Green academics and bureaucrats tell us there's a conflict between burning and environmental protection, because they've dreamt up ridiculous theories in the wilderness between their ears. Aborigines managed healthy, safe and diverse landscapes across Australia for tens of thousands of years, including extreme climate change, with frequent mild burning.

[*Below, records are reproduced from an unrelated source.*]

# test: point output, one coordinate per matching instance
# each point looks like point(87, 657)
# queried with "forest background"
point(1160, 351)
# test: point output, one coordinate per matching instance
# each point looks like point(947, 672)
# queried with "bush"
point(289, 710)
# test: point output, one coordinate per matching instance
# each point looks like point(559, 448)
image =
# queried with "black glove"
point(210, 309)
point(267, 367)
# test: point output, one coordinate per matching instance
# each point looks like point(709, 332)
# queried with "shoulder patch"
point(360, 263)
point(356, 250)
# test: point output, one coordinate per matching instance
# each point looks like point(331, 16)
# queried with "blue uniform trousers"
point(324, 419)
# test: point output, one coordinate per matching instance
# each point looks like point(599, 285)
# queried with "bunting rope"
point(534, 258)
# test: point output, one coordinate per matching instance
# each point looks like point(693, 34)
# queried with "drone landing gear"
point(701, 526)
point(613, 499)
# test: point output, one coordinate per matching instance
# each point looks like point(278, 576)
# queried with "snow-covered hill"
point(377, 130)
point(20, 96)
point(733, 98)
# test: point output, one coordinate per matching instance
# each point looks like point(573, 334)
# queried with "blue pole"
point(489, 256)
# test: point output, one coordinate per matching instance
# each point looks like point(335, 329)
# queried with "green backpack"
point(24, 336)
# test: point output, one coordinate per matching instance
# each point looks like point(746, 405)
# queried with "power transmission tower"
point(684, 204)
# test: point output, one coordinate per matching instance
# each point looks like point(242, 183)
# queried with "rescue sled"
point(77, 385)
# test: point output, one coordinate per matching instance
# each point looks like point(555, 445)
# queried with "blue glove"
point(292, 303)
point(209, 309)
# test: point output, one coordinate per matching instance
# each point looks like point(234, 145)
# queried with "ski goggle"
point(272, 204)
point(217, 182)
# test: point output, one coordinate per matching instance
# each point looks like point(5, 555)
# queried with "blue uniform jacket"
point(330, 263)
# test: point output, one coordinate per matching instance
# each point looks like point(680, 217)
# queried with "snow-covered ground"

But we've now got a stupid Bush Fire Environmental Assessment Code (BFEAC) that ensures dangerous fuel loads and ongoing environmental degradation. The unburnt bush suffers eucalypt decline, pestilence and loss of biodiversity until the inevitable megafires cause death and destruction, erosion, siltation and socioeconomic upheaval.
Academics write papers claiming that climate change causes eucalypt dieback and loss of biodiversity, just as it supposedly causes megafires. From my verandah in town, I can see it happening, over three kilometres to the north, and I can assure you that it's nothing to do with climate change. The crowns of trees in the forests have been deteriorating for years through droughts and floods. Eucalypt forests need frequent mild fire to maintain their health and resilience.
In the absence of mild burning and/or grazing, which performs a similar function, soil physics and chemistry change and vegetation responds, reinforcing the changes. Mulch builds up, sunshine and air circulation are reduced. Nitrogen in litter, seedlings and herbage that had previously been volatilised by fires and returned to the atmosphere, or mineralised by fires and taken up by the flush of new growth, now accumulates in the soil and the developing shrubbery.Topsoils become cooler, damper, softer and deeper.
Carbon to Nitrogen ratios of soils are reduced, acid forest soils become more acid and microtoxins such as aluminium and manganese are released. These inhibit tree roots and mycorrhizae. They become more susceptible to drought, waterlogging and root rots such as phytophthora. The deteriorating soils and roots cause nutrient imbalances, particularly in ratios of Nitrogen to Phosphorus, and physiological changes in the trees. New leaves are aborted before they mature and there is ongoing recycling of epicormic shoots. Thin canopies and sick roots promote scrub invasion. Trees' sapstreams and foliage become more attractive and nutritious to arbivores – that is anything that derives nutrients from any part of the tree including roots, sapwood, sap and leaves.
During the Millennium Drought, dark green invasive native scrub continued to flourish on the sandy country north of Eden, same as everywhere else. After the wet seasons that broke the drought, sawtooth banksias started turning yellow. These are naturally very drought tolerant trees. At the height of the most recent drought last year, the banksias were dying en masse. I have no doubt that their roots deteriorated with changing soil conditions in the absence of mild burning, at the same time as phytophthora flourished and attacked the sick roots. A similar process seems to have happened with burrawangs in the spotted gum country further north. The dark green invasive 'rainforest' species continued to thrive at the peak of the drought.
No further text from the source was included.